Large Language Models' Detection of Political Orientation in Newspapers
Alessio Buscemi, Daniele Proverbio
TL;DR
The paper assesses whether four large language models (ChatGPT-4, ChatGPT-3.5, Gemini Pro, and Gemini Pro 1.5) consistently rate newspapers' political-economic orientation using a two-dimensional compass (Economy and Democracy) across 1000 articles from 40 newspapers in 27 countries. Employing a standardized, automated scraping and prompting pipeline, the study finds pronounced cross-LLM inconsistency: each model yields distinct distributions with substantial variability at the article level, and none reproduce the dataset's overall alignment.

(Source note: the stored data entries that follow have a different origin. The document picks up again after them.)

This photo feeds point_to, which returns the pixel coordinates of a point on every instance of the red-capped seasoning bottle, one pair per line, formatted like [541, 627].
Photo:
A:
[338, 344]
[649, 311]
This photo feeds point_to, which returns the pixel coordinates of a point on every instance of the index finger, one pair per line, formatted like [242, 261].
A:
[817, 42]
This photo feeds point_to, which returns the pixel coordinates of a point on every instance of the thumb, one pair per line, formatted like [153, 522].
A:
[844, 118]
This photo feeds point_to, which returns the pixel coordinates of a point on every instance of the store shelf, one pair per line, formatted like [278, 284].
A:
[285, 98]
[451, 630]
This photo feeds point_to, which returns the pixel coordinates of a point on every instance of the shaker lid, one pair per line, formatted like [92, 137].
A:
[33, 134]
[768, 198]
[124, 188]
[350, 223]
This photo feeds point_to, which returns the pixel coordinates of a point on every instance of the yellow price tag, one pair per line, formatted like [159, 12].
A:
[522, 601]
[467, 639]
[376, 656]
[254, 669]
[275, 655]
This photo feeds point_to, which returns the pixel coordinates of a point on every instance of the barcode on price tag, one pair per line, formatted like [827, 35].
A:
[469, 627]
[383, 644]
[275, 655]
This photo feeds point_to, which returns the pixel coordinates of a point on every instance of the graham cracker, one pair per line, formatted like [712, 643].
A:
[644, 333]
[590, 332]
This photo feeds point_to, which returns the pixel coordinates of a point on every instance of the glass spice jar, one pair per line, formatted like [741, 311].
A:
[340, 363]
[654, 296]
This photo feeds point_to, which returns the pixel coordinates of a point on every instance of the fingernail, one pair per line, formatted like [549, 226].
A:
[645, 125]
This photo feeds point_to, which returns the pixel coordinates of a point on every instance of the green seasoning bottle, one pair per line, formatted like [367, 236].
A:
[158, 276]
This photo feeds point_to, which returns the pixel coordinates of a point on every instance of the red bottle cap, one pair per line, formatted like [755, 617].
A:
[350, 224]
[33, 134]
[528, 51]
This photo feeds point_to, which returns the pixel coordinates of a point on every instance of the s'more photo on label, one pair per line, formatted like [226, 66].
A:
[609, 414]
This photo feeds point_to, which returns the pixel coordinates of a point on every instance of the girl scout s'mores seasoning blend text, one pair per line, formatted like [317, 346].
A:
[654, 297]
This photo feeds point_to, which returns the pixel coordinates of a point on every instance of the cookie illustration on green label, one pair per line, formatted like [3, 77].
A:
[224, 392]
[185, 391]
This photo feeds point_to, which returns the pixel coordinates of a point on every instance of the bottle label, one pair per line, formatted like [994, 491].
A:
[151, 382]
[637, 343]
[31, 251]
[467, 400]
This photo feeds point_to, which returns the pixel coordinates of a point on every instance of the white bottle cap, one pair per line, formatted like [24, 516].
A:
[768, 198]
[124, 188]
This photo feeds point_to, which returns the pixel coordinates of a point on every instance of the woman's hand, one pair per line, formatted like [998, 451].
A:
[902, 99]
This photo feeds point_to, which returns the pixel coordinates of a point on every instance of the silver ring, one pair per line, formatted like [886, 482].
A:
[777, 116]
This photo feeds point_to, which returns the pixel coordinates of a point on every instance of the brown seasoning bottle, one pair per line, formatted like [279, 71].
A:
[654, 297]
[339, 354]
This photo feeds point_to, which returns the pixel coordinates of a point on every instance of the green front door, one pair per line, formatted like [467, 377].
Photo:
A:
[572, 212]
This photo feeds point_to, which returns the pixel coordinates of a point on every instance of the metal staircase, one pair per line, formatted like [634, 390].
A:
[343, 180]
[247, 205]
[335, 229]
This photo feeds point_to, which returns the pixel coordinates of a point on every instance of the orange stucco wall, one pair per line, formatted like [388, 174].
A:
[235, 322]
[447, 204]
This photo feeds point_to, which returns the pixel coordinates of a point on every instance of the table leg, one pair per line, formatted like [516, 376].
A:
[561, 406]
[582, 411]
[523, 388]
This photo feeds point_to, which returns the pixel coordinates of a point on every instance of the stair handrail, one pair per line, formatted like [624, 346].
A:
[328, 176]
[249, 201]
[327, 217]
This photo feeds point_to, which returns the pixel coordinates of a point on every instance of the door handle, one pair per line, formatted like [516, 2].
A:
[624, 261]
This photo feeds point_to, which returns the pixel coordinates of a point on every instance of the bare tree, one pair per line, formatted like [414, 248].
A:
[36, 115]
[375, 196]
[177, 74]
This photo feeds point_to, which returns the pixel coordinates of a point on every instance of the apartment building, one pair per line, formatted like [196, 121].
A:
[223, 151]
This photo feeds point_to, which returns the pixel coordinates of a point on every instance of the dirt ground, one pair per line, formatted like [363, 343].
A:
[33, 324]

The work highlights risks of deploying LLMs for democracy-related tasks without human benchmarking and advocates for community-driven evaluation (e.g., NAV AI) and regulatory/educational measures to mitigate polarization. It concludes with a call for broader model benchmarking, transparency, and improved AI training to responsibly support journalism and public discourse.
Abstract
Democratic opinion-forming may be manipulated if newspapers' alignment to political or economical orientation is ambiguous. Various methods have been developed to better understand newspapers' positioning. Recently, the advent of Large Language Models (LLM), and particularly the pre-trained LLM chatbots like ChatGPT or Gemini, hold disruptive potential to assist researchers and citizens alike. However, little is know on whether LLM assessment is trustworthy: do single LLM agrees with experts' assessment, and do different LLMs answer consistently with one another? In this paper, we address specifically the second challenge. We compare how four widely employed LLMs rate the positioning of newspapers, and compare if their answers align with one another. We observe that this is not the case. Over a woldwide dataset, articles in newspapers are positioned strikingly differently by single LLMs, hinting to inconsistent training or excessive randomness in the algorithms. We thus raise a warning when deciding which tools to use, and we call for better training and algorithm development, to cover such significant gap in a highly sensitive matter for democracy and societies worldwide. We also call for community engagement in benchmark evaluation, through our open initiative navai.pro.